November 16, 2025

Infection preventionists well positioned for C-Suite

Editor's Note

With executive-level turnover and regulatory pressures on the rise, infection preventionists (IPs) should be elevated to executive-level roles to prevent a missed professional opportunity and potential structural weakness in health care governance, according to Deborah Ellis, PhD, MS, MPH, MT(ASCP), CIC, LTC-CIP, CPHQ, FACHE in a November 13 news story in Infection Control Today. Ellis noted that “elevating IPs into executive leadership isn't symbolic; it's a strategic imperative.”

And she shared several reasons why, per the news story, including the fact that over the past 25 years, IPs have transformed from tactical specialists into strategic leaders who think and lead like executives. For example, they analyze complex data, and coordinate work across multidisciplinary environments with stakeholders working in clinical, environmental, engineering, information technology, and supply chain settings.

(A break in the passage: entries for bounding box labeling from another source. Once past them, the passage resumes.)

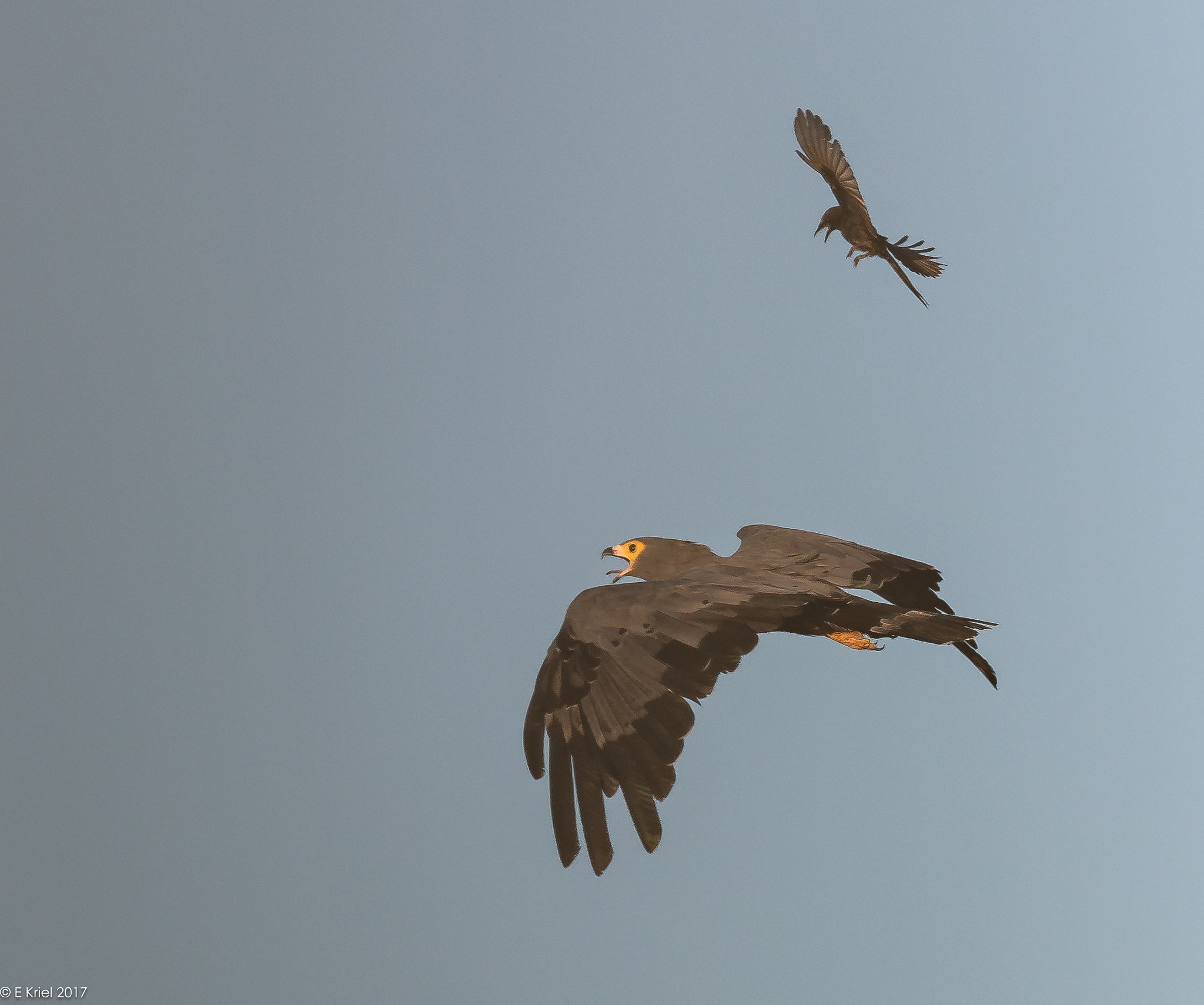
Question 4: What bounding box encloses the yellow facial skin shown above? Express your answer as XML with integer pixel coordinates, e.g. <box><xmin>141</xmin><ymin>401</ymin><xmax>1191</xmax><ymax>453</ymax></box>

<box><xmin>602</xmin><ymin>541</ymin><xmax>646</xmax><ymax>582</ymax></box>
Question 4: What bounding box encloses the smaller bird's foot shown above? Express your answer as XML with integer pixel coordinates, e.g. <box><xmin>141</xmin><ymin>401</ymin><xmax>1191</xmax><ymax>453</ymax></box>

<box><xmin>827</xmin><ymin>632</ymin><xmax>881</xmax><ymax>651</ymax></box>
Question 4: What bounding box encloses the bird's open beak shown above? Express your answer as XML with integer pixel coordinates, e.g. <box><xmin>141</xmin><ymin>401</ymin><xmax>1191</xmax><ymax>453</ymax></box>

<box><xmin>602</xmin><ymin>545</ymin><xmax>631</xmax><ymax>582</ymax></box>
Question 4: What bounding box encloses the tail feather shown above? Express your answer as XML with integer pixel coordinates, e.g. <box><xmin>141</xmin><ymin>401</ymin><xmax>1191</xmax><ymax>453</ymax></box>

<box><xmin>882</xmin><ymin>245</ymin><xmax>928</xmax><ymax>308</ymax></box>
<box><xmin>954</xmin><ymin>639</ymin><xmax>999</xmax><ymax>690</ymax></box>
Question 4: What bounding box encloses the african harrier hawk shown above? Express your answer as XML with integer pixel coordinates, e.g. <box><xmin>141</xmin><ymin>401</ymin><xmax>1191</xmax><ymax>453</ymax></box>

<box><xmin>795</xmin><ymin>108</ymin><xmax>945</xmax><ymax>308</ymax></box>
<box><xmin>523</xmin><ymin>525</ymin><xmax>996</xmax><ymax>876</ymax></box>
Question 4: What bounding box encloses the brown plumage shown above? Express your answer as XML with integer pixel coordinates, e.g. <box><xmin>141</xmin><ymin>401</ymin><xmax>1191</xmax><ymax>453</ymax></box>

<box><xmin>795</xmin><ymin>108</ymin><xmax>945</xmax><ymax>308</ymax></box>
<box><xmin>523</xmin><ymin>525</ymin><xmax>996</xmax><ymax>875</ymax></box>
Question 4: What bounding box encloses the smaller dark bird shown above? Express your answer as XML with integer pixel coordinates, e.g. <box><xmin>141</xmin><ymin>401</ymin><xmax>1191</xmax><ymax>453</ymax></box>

<box><xmin>795</xmin><ymin>108</ymin><xmax>945</xmax><ymax>308</ymax></box>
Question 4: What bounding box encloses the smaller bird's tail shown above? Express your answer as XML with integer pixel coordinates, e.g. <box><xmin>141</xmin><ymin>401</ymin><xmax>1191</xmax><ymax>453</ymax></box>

<box><xmin>882</xmin><ymin>239</ymin><xmax>928</xmax><ymax>308</ymax></box>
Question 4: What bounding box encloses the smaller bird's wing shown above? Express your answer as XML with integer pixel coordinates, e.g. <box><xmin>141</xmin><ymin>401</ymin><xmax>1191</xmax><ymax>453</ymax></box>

<box><xmin>795</xmin><ymin>108</ymin><xmax>873</xmax><ymax>228</ymax></box>
<box><xmin>523</xmin><ymin>580</ymin><xmax>804</xmax><ymax>875</ymax></box>
<box><xmin>886</xmin><ymin>234</ymin><xmax>945</xmax><ymax>278</ymax></box>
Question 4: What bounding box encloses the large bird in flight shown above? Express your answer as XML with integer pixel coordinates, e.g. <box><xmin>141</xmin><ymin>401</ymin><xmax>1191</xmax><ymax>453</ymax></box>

<box><xmin>795</xmin><ymin>108</ymin><xmax>945</xmax><ymax>308</ymax></box>
<box><xmin>523</xmin><ymin>525</ymin><xmax>996</xmax><ymax>876</ymax></box>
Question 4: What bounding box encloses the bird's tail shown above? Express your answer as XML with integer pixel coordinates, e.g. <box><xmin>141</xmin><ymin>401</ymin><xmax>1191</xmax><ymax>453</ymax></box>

<box><xmin>954</xmin><ymin>642</ymin><xmax>999</xmax><ymax>689</ymax></box>
<box><xmin>882</xmin><ymin>239</ymin><xmax>939</xmax><ymax>308</ymax></box>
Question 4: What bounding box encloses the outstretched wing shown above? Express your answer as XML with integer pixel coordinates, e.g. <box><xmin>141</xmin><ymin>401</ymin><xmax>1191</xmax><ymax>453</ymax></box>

<box><xmin>732</xmin><ymin>520</ymin><xmax>998</xmax><ymax>687</ymax></box>
<box><xmin>523</xmin><ymin>581</ymin><xmax>800</xmax><ymax>875</ymax></box>
<box><xmin>887</xmin><ymin>234</ymin><xmax>945</xmax><ymax>278</ymax></box>
<box><xmin>795</xmin><ymin>108</ymin><xmax>874</xmax><ymax>226</ymax></box>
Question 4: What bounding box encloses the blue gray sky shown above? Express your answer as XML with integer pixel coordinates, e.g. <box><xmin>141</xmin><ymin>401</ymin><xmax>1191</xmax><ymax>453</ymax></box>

<box><xmin>0</xmin><ymin>0</ymin><xmax>1204</xmax><ymax>1005</ymax></box>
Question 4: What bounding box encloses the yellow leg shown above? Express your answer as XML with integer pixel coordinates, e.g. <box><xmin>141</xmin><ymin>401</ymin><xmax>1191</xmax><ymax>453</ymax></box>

<box><xmin>827</xmin><ymin>632</ymin><xmax>881</xmax><ymax>649</ymax></box>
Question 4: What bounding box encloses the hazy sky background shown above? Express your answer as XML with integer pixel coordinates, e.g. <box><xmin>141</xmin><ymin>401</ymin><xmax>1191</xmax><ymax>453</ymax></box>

<box><xmin>0</xmin><ymin>0</ymin><xmax>1204</xmax><ymax>1005</ymax></box>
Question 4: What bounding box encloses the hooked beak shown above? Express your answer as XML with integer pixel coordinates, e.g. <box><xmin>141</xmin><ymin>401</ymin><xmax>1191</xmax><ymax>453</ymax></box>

<box><xmin>602</xmin><ymin>545</ymin><xmax>631</xmax><ymax>585</ymax></box>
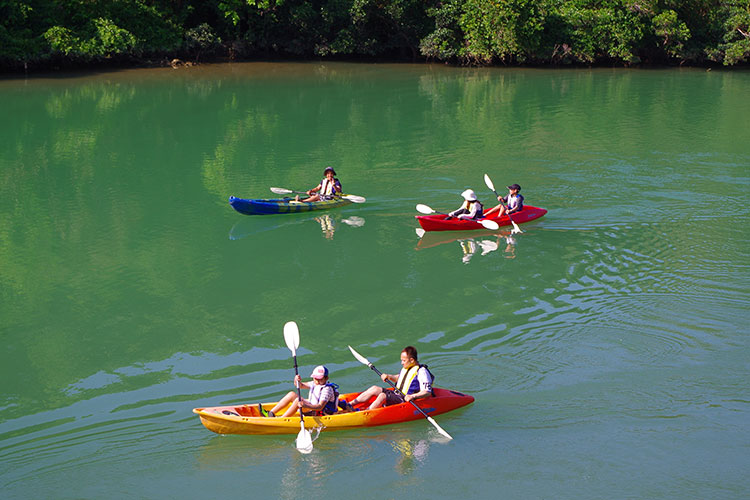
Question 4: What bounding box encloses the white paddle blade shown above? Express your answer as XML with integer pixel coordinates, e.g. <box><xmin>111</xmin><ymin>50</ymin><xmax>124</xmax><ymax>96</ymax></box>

<box><xmin>427</xmin><ymin>417</ymin><xmax>453</xmax><ymax>439</ymax></box>
<box><xmin>417</xmin><ymin>203</ymin><xmax>435</xmax><ymax>215</ymax></box>
<box><xmin>296</xmin><ymin>422</ymin><xmax>313</xmax><ymax>454</ymax></box>
<box><xmin>284</xmin><ymin>321</ymin><xmax>299</xmax><ymax>356</ymax></box>
<box><xmin>348</xmin><ymin>346</ymin><xmax>370</xmax><ymax>366</ymax></box>
<box><xmin>479</xmin><ymin>219</ymin><xmax>500</xmax><ymax>231</ymax></box>
<box><xmin>484</xmin><ymin>174</ymin><xmax>495</xmax><ymax>192</ymax></box>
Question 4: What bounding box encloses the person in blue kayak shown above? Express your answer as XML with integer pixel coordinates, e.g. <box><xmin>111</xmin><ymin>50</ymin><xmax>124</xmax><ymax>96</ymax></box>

<box><xmin>448</xmin><ymin>189</ymin><xmax>484</xmax><ymax>220</ymax></box>
<box><xmin>294</xmin><ymin>167</ymin><xmax>341</xmax><ymax>202</ymax></box>
<box><xmin>485</xmin><ymin>184</ymin><xmax>523</xmax><ymax>217</ymax></box>
<box><xmin>347</xmin><ymin>346</ymin><xmax>435</xmax><ymax>410</ymax></box>
<box><xmin>258</xmin><ymin>365</ymin><xmax>339</xmax><ymax>417</ymax></box>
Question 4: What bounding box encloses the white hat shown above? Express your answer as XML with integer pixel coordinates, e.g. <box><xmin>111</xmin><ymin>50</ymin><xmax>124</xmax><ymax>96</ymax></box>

<box><xmin>461</xmin><ymin>189</ymin><xmax>477</xmax><ymax>201</ymax></box>
<box><xmin>310</xmin><ymin>365</ymin><xmax>328</xmax><ymax>379</ymax></box>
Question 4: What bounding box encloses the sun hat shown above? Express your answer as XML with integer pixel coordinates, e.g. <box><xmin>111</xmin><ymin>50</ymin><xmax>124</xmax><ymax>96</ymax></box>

<box><xmin>461</xmin><ymin>189</ymin><xmax>477</xmax><ymax>201</ymax></box>
<box><xmin>310</xmin><ymin>365</ymin><xmax>328</xmax><ymax>379</ymax></box>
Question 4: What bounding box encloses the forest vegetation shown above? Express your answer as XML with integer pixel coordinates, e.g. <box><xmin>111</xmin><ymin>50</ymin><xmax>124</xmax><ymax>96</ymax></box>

<box><xmin>0</xmin><ymin>0</ymin><xmax>750</xmax><ymax>71</ymax></box>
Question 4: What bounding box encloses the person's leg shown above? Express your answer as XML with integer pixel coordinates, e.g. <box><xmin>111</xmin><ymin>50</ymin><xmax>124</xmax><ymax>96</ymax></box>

<box><xmin>282</xmin><ymin>395</ymin><xmax>299</xmax><ymax>417</ymax></box>
<box><xmin>271</xmin><ymin>391</ymin><xmax>297</xmax><ymax>414</ymax></box>
<box><xmin>349</xmin><ymin>385</ymin><xmax>383</xmax><ymax>406</ymax></box>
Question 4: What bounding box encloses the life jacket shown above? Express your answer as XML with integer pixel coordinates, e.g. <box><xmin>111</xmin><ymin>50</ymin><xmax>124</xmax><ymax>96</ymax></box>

<box><xmin>506</xmin><ymin>194</ymin><xmax>523</xmax><ymax>211</ymax></box>
<box><xmin>396</xmin><ymin>364</ymin><xmax>435</xmax><ymax>395</ymax></box>
<box><xmin>310</xmin><ymin>382</ymin><xmax>339</xmax><ymax>415</ymax></box>
<box><xmin>462</xmin><ymin>200</ymin><xmax>484</xmax><ymax>219</ymax></box>
<box><xmin>319</xmin><ymin>177</ymin><xmax>341</xmax><ymax>200</ymax></box>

She further explained that the scope of an IP today encompasses enterprise-wide patient safety, regulatory compliance, change management, public health crisis coordination, and system-wide risk mitigation. Ellis described several important ways that healthcare systems can formalize a leadership track for IPs, including creating vice president or chief infection prevention officer roles, creating succession planning and mentorship programs for IPs, and recruiting IPs with advanced credentials into senior roles.